The winters with a dad to poke at the fire and carry us giggling up the stairs in blankets were robbed from us. The parents evenings he could never come too and the school plays with an empty seat. But we’d never say (me and little Corey) because we saw how mum was trying to be two parents rolled into one and we loved her for it. But she was mum, she would never be dad. She did the barbecues in summer and chased the monsters out from under the bed and caught all the spiders she was scared of too. But we wanted her and dad.
I was 17 when I had to sign up to work experience and I found myself spending a week working with sniffer dogs and watching them train, their little spaniel bodies wriggling with excitement when they found what they were meant too behind plug switches or wrapped around lightbulbs. I was full of questions and kept asking for stories, the gorier the better. It became a game, these broad shouldered men with stubbled faces and thick bodies trying to scare me (a 17 year old female with ‘no meat on your bones’ as my father used to say in those blue plastic chairs) and me asking for more, my eyes lit up with excitement when they told me how freezers were used as storage rooms for bodies.
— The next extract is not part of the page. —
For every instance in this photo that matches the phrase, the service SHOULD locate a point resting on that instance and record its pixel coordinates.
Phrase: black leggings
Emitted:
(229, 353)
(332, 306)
‘Nothing fazes this one.’ A man called Logan commented with his dog, Rocky, straining on the lead to get to the dew-soaked grass.
‘Only because you ain’t seen nothing good n’ scary to tell her.’ Simon would joke.
It wasn’t that I wasn’t scared, it was just that they really were nothing compared to what I thought was the scariest thing in the world; losing my dad again. He’d been released after a shorter stint this time but this was different, he wasn’t withdrawn like last time. He wasn’t slightly reserved with his hugs anymore like he was afraid I’d break, he wrapped me in his arms like he never wanted to let go and ruffled my hair like I was still 7 but it was dad so I didn’t mind.
‘Dad.’
‘yes hon.’ He turned away from the hob and put the wooden spoon down.
‘It’s different this time.’ I didn’t have to explain what I meant because I sensed that he knew.
‘Good different?’ He knew. I knew he knew but he needed the clarification.
‘Yeah, good different, I feel like I’ve really got you back this time.’ My voice dropped to a whisper.
‘Good, that’s good.’ He looked pained. I heard him on the phone to mum when he was inside, crying on our birthdays and Christmas and random Tuesdays because he missed us. I wanted to take the phone and tell him he wasn’t alone because I’d cried on all those days because I missed him too but I couldn’t. Those were the times I was meant to be asleep, and those phone calls were for him and mum. Even at 7 I knew they needed that.
‘Why?’ I didn’t know what else to say, how to finish the question but it was my dad, again he just got it.
‘I was in a bad place the first time, the time you were 7. I was greedy and selfish and no good for your mother, let alone for being a dad. I thought the world owed me something so I took what I could, everything I could even when it wasn’t mine…’
‘You were a great dad.’ I interrupted. ‘You taught me how to ride a bike, remember?’
‘Of course, I remember.’ He eyes creased at the corners.
‘And you took us apple picking and we made those toffee apples and you know the time we went to a book fair and you brought me loads and would read them to me every night until I fell asleep. I couldn’t fall asleep unless you in the room with me.’
‘You mother did everything she could to keep it from you and your brother. And you were only 7 Brynn, you probably only remembered the good because that’s all you wanted to remember.’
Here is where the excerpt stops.